In the last case, Indira has admitted having sexual relations with a young man who is believed to have a sexually transmitted disease. She is extremely worried and does not know what to do but does not want to tell her parents what is going on. Indira is only fifteen years old, so to know she is a minor is very important in a case like this. Statement four of the Ethical Standards for Human Service Professionals is an important statement to remember for Indira’s case. “If it is suspected that danger or harm may occur to the client or to others as a result of a client’s behavior, the human service professional acts in an appropriate and professional manner to protect the safety of those individuals. This may involve seeking consultation, supervision, and/or breaking the confidentially of the relationship (Ethical Standards, n.d)”. Sexually transmitted diseases are nothing to joke around about or to take lightly. As her counselor and for her being a minor, I would have to take my concerns to her parent or guardian in order to have her checked out by her doctor. Her overall health may be in danger if in fact she has had unprotected sex with someone who has a sexually transmitted disease.

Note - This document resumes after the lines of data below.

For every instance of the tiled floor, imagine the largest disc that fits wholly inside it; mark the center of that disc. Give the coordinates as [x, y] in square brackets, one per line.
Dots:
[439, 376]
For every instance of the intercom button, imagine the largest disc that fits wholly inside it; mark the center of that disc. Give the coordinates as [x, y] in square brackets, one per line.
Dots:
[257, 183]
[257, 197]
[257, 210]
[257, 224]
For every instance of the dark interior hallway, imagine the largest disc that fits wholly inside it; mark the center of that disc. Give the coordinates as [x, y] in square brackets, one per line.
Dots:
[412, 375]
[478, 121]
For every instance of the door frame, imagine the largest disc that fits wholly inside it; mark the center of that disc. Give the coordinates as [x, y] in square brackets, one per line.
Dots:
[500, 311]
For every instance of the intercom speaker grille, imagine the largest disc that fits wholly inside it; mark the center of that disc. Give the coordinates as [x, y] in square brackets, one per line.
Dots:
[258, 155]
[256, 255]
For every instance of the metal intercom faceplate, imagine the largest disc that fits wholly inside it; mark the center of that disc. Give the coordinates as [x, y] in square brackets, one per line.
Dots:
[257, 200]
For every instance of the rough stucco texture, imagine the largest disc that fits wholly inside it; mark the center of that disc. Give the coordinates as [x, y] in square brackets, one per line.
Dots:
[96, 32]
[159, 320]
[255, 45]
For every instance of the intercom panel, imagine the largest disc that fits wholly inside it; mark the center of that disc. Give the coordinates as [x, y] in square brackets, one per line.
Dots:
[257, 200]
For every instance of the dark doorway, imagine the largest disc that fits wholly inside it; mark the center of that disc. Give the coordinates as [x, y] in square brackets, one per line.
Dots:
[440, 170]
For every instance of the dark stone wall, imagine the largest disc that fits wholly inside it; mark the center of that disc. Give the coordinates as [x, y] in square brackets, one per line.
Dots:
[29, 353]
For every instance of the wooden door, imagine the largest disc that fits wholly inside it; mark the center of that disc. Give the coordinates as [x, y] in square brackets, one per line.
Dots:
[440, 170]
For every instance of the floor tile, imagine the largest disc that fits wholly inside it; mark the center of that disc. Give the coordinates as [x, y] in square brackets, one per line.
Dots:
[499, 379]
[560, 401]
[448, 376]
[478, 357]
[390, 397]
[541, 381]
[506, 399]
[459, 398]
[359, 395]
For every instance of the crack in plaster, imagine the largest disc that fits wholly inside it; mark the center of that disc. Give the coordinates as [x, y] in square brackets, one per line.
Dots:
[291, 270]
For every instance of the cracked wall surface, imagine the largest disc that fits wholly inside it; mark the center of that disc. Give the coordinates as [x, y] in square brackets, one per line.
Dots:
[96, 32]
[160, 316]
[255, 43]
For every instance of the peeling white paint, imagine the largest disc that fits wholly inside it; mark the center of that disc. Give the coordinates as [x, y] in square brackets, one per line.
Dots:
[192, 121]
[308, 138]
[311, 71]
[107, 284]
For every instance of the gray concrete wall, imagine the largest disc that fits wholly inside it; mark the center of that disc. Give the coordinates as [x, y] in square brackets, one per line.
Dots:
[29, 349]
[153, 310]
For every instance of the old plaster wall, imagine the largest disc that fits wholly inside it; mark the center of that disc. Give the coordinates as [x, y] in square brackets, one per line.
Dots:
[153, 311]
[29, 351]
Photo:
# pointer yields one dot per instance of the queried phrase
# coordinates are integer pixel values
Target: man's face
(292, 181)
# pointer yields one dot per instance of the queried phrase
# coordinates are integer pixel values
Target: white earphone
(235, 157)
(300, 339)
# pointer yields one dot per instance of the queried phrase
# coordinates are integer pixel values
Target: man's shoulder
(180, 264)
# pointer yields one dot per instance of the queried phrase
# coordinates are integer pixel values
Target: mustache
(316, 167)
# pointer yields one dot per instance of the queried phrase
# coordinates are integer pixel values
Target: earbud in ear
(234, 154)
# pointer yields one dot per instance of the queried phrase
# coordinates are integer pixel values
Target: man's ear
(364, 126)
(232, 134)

I would express my concern to Indira. Doing some research with Indira and educating her as to what the dangers are and what a sexually transmitted disease really is. Also, I would remind her of our confidentiality agreement and reinforce that if there are reasons for me to believe that she is in danger then I would need to call her parents or she would need to tell them herself. In the guidelines of Ethical Standards for Human Service Professionals in statement fifteen it states “human service professionals describe the effectiveness of programs, treatments, and/or techniques accurately”. This ethical standard would apply to me as the professional in Indira’s case because I would gather information on support groups, or specialty doctors to her parents in order to make sure she receives the proper care now and counseling or youth groups to support her, let her know she isn’t alone and how to be more cautious when it comes to sexual interactions in the future.
The human service field can be extremely challenging at times. There will be many times that clients want to confide in you, they trust your privacy and confidentiality agreement and do tell you things they don’t just tell anyone. Some of these secrets are currently or will eventually cause harm to the client and may have legal bindings to break the privacy agreement that was made in the beginning of the counselor-client relationship. Using the National Organization for Human Service Professionals has given detailed guidelines on what is expected of and how to properly execute ethical dilemmas.
Mandell, B., & Schram, B. (2012). Understanding Legal Issues. In An Introduction to Human Services Policy and Practice.